McCarthy proposed five Republican MPs last week. However, Pelosi turned down two: MPs Jim Banks and Jim Jordan. They are considered particularly ardent Trump supporters. Pelosi justified her decision by saying she saw the commission’s integrity in jeopardy. “The unprecedented nature of January 6 calls for this unprecedented decision,” she said.

Two Republicans, seven Democrats

McCarthy reacted angrily again, threatening to boycott the committee and revoke all five names of his group colleagues. He accused Pelosi of “abuse of power” and “political play”. In return, they nominated another Republican Trump critic: MP Adam Kinzinger.

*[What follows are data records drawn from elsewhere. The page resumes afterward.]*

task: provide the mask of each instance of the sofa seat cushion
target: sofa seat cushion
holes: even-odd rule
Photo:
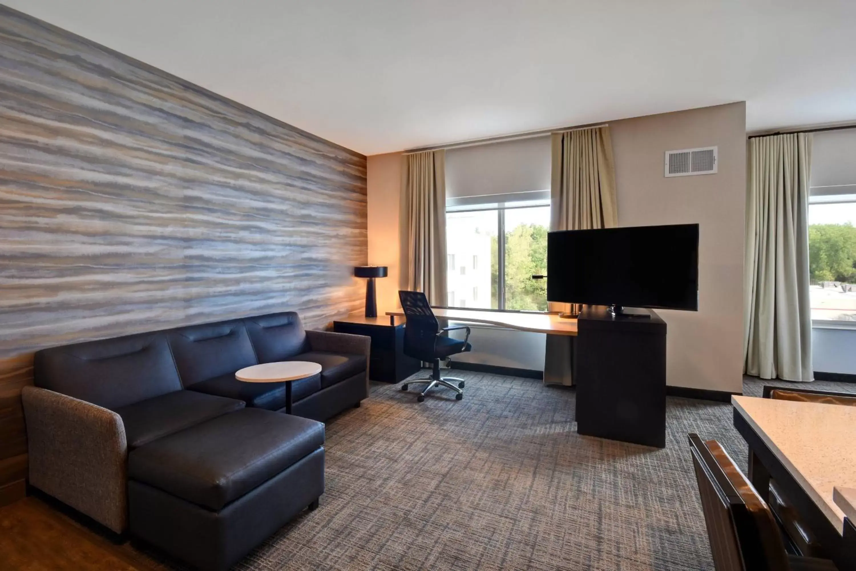
[[[244,408],[132,451],[128,476],[219,510],[317,450],[324,440],[320,422]]]
[[[288,360],[309,361],[320,365],[322,389],[326,389],[366,371],[366,355],[353,353],[308,351],[294,355]],[[294,400],[297,401],[296,398]]]
[[[228,396],[247,403],[247,407],[279,410],[285,407],[285,383],[244,383],[229,373],[200,381],[187,387],[189,390]],[[291,401],[296,402],[321,390],[321,375],[312,375],[291,382]]]
[[[128,448],[134,449],[243,407],[241,401],[175,390],[121,407],[114,412],[122,417],[125,425]]]

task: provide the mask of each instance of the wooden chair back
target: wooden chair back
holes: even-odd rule
[[[773,514],[749,480],[716,440],[689,440],[716,571],[788,571]]]

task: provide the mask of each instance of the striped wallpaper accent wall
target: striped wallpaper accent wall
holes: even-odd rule
[[[0,486],[44,347],[362,306],[366,158],[0,6]],[[0,501],[3,498],[0,487]]]

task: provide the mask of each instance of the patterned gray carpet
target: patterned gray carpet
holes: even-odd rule
[[[713,568],[687,433],[720,440],[745,470],[730,405],[669,397],[658,450],[578,435],[571,390],[455,373],[463,401],[378,384],[328,424],[320,509],[237,568]],[[833,387],[848,385],[812,386]]]

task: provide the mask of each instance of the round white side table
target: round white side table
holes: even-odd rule
[[[291,382],[321,372],[321,366],[309,361],[277,361],[244,367],[235,378],[244,383],[285,383],[285,413],[291,414]]]

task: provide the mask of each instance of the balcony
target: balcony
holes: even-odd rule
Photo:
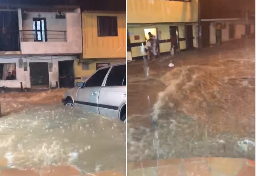
[[[81,28],[81,27],[80,27]],[[20,31],[20,49],[24,54],[74,54],[82,53],[81,32],[64,31]]]
[[[23,30],[20,32],[21,42],[67,42],[67,31]]]

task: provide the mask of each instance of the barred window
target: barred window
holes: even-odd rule
[[[118,36],[117,16],[98,16],[97,18],[98,36]]]

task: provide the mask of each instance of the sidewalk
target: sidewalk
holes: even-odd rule
[[[255,176],[255,162],[222,157],[128,163],[128,176]]]

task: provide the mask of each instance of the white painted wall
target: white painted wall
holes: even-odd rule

So now there are only two Republicans and seven Democrats on the committee. “The Republicans may not be able to handle the truth, but we have a responsibility to seek and find it in a way that maintains the trust of the American people,” Pelosi said. Critical voices fear, however, that the committee in its current form will do little to uncover the truth and has instead become a stage of political struggle.

Biden defends Pelosi

US President Joe Biden backed Pelosi. He is pursuing the same goal as Pelosi — “to get to the bottom of what is happening and to prevent something like this from happening in the future,” White House spokeswoman Jen Psaki said Monday. “And he relies on her guidance to do just that.” Biden had emphasized in a televised question-and-answer session with citizens last week that he believed in cooperation between Republicans and Democrats in Congress.